Keith shakes his head, but there’s an odd smile playing at his lips. “You know what? You’re completely insane.” He pauses. “But maybe that’s exactly what this mountain is looking for.”

My heart does a little flip at his words. Not because of Keith—but because for the first time in my life, someone is seeing my determination instead of my limitations.

“So you’ll take me further?”

“Hell no.” He laughs, but it’s not mean. “But I’ll make sure you have everything you need before I go. And I’ll wait at base camp until tomorrow night. If you’re not back by then...”

“I understand.”

We both know what happens to people who don’t come back from this mountain.

The missing hikers. The adventure seekers who vanished without a trace.

But I also know what happens to people like me who don’t take the leap—we fade away slowly, accepting less and less until there’s nothing left of who we really are.

As Keith helps me check my supplies one last time, he glances up at the mountain peak shrouded in darkness.

“Whatever’s up there,” he whispers, “I hope it’s worth it.”
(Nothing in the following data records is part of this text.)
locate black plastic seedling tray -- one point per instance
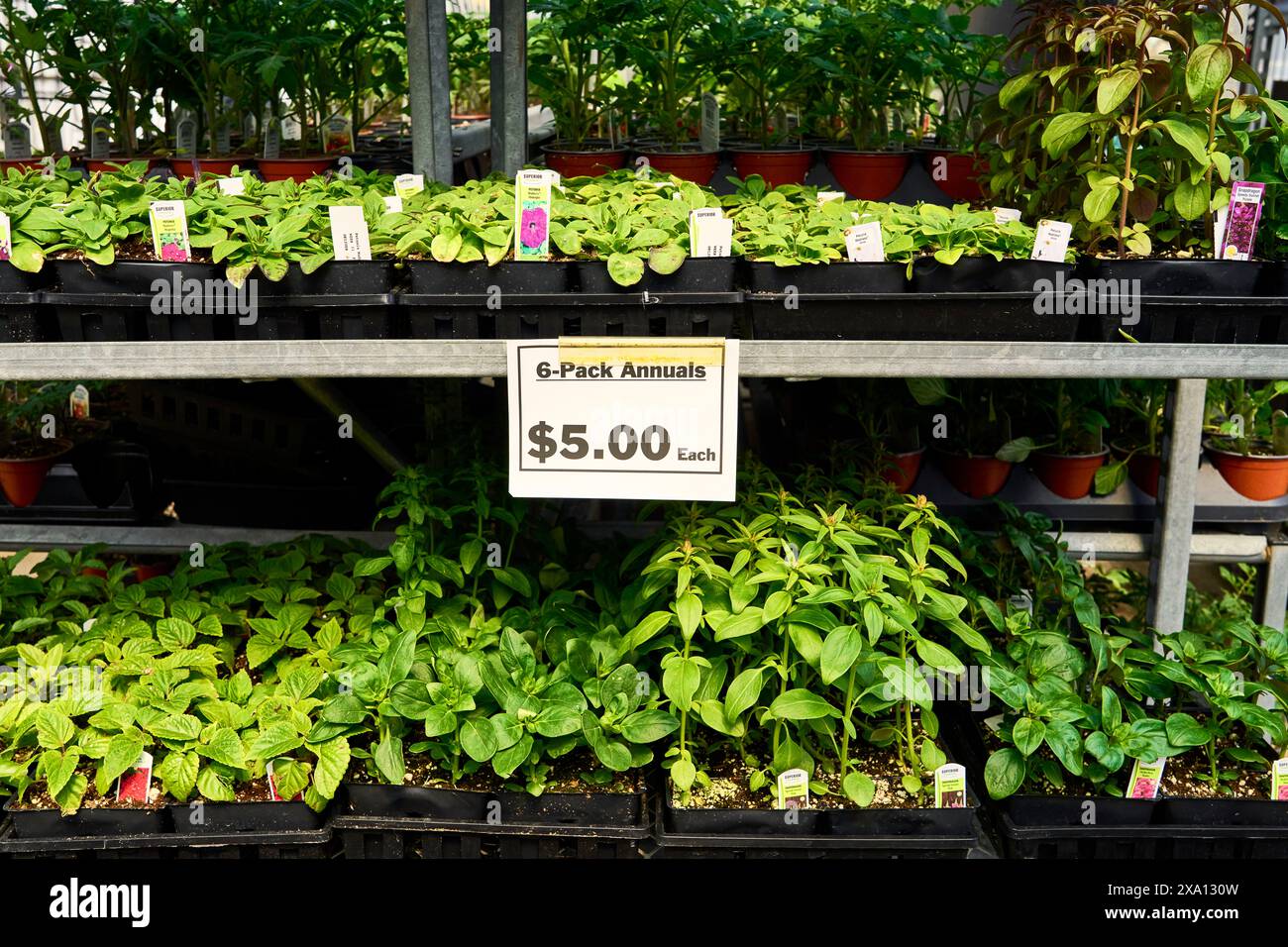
(545, 316)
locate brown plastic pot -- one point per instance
(1256, 478)
(295, 169)
(585, 161)
(21, 478)
(961, 172)
(776, 165)
(978, 476)
(901, 470)
(868, 175)
(690, 163)
(1068, 474)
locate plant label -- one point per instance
(408, 184)
(271, 141)
(623, 419)
(1279, 781)
(271, 785)
(709, 232)
(101, 138)
(1051, 241)
(1145, 780)
(349, 235)
(136, 783)
(951, 787)
(863, 243)
(794, 789)
(17, 141)
(709, 134)
(1240, 221)
(185, 138)
(168, 231)
(77, 403)
(532, 197)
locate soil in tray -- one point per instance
(729, 789)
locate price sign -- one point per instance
(623, 419)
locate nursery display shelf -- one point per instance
(469, 359)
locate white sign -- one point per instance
(349, 235)
(709, 134)
(623, 419)
(1051, 241)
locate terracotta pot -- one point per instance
(1256, 478)
(954, 172)
(776, 165)
(184, 167)
(868, 175)
(21, 478)
(584, 162)
(977, 476)
(690, 163)
(1068, 474)
(901, 470)
(295, 169)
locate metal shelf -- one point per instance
(467, 359)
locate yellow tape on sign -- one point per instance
(591, 351)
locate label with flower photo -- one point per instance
(951, 787)
(1279, 781)
(1145, 780)
(532, 198)
(168, 231)
(794, 789)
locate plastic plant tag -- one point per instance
(185, 137)
(951, 787)
(794, 789)
(134, 784)
(408, 184)
(168, 231)
(17, 141)
(709, 134)
(271, 141)
(271, 785)
(532, 214)
(863, 243)
(1145, 780)
(349, 234)
(1240, 221)
(709, 234)
(101, 138)
(1051, 241)
(78, 402)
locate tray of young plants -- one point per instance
(1095, 742)
(175, 711)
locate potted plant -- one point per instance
(29, 440)
(761, 68)
(576, 75)
(871, 71)
(979, 450)
(1068, 462)
(662, 47)
(1248, 437)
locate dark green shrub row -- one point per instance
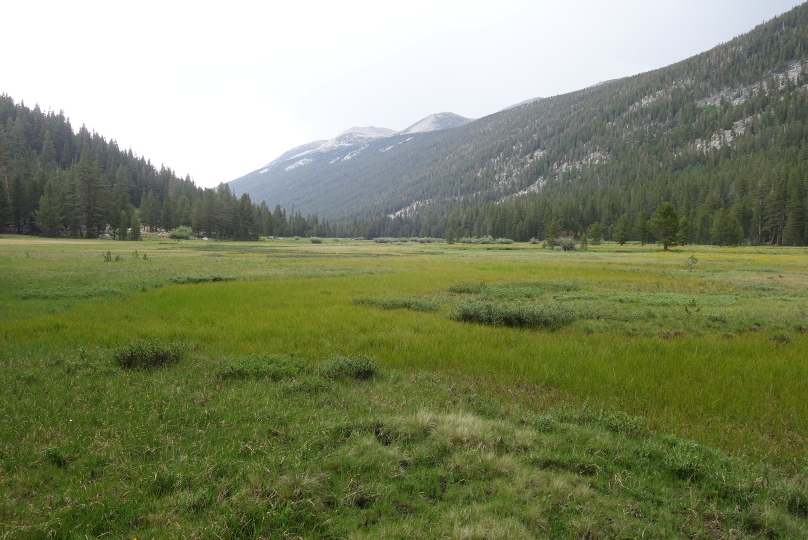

I follow his gaze to where the path disappears into shadows that seem to pulse with their own life. Somewhere up there, past the point where ordinary people turn back, waits either my miracle or my death.

Maybe both.

Time is running out. My neurological condition means I have maybe another year on my feet before the wheelchair, and then only until forty if I’m lucky. This is my last chance to be more than a cautionary tale about accepting your limitations.

“It will be,” I whisper with defiant determination.

And then I continue upwards, all alone, as the path narrows and the darkness deepens.